Tips for Talking With Your Partner
By Randi Morse
There have only been a few times in my 20-year relationship when I felt it was necessary to sit my husband down and have a serious conversation with him. Not surprisingly, those conversations usually centered around finances or our children. Even if you and your spouse have a very close relationship, you may feel concerned about having a difficult discussion. There are a number of things that you can do to help set the scene so that the conversation goes as smoothly as possible.
The Right Time
There's nothing worse than trying to have a serious conversation at the wrong time. If you bombard your spouse with the discussion after they are exhausted from a long day at work or have already been dealing with a stressful situation, the conversation will likely not be productive and may result in some hurt feelings. Planning the right time to have the discussion can be a huge help in ensuring that it goes smoothly. Before you initiate your conversation, figure out the best time. Maybe it's after you've had a nice meal and the children have gone to bed, or maybe it's on the weekend when you have no plans.

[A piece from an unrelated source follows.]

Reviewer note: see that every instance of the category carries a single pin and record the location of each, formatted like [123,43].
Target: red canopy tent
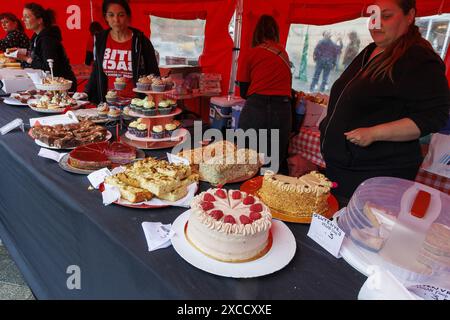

Being more relaxed and less stressed is the key to having a productive conversation. When you, or your partner, are stressed or frustrated and you try to have a difficult conversation, you're likely to find that feelings are hurt much easier.
The Right Words
Choosing the right time is important but choosing the right words are even more important. If you don't plan out your approach for the conversation beforehand, you're much more likely to allow emotion to color your words. While you don't need to script out the whole conversation, having the basics ready to go ensures that you're able to take control of the direction of the conversation while also talking about all of your points.
It's understandable why you would be concerned with having a serious conversation with your partner, especially if you have bad news. Setting the mood by choosing the right time and the right words can be a huge help when it comes to ensuring that the conversation goes smoothly. If you find that you or your spouse are getting angry at each other during the conversation, don't be afraid to take a step back. Agree to take "cool down" time and to reconvene after you've got relaxed.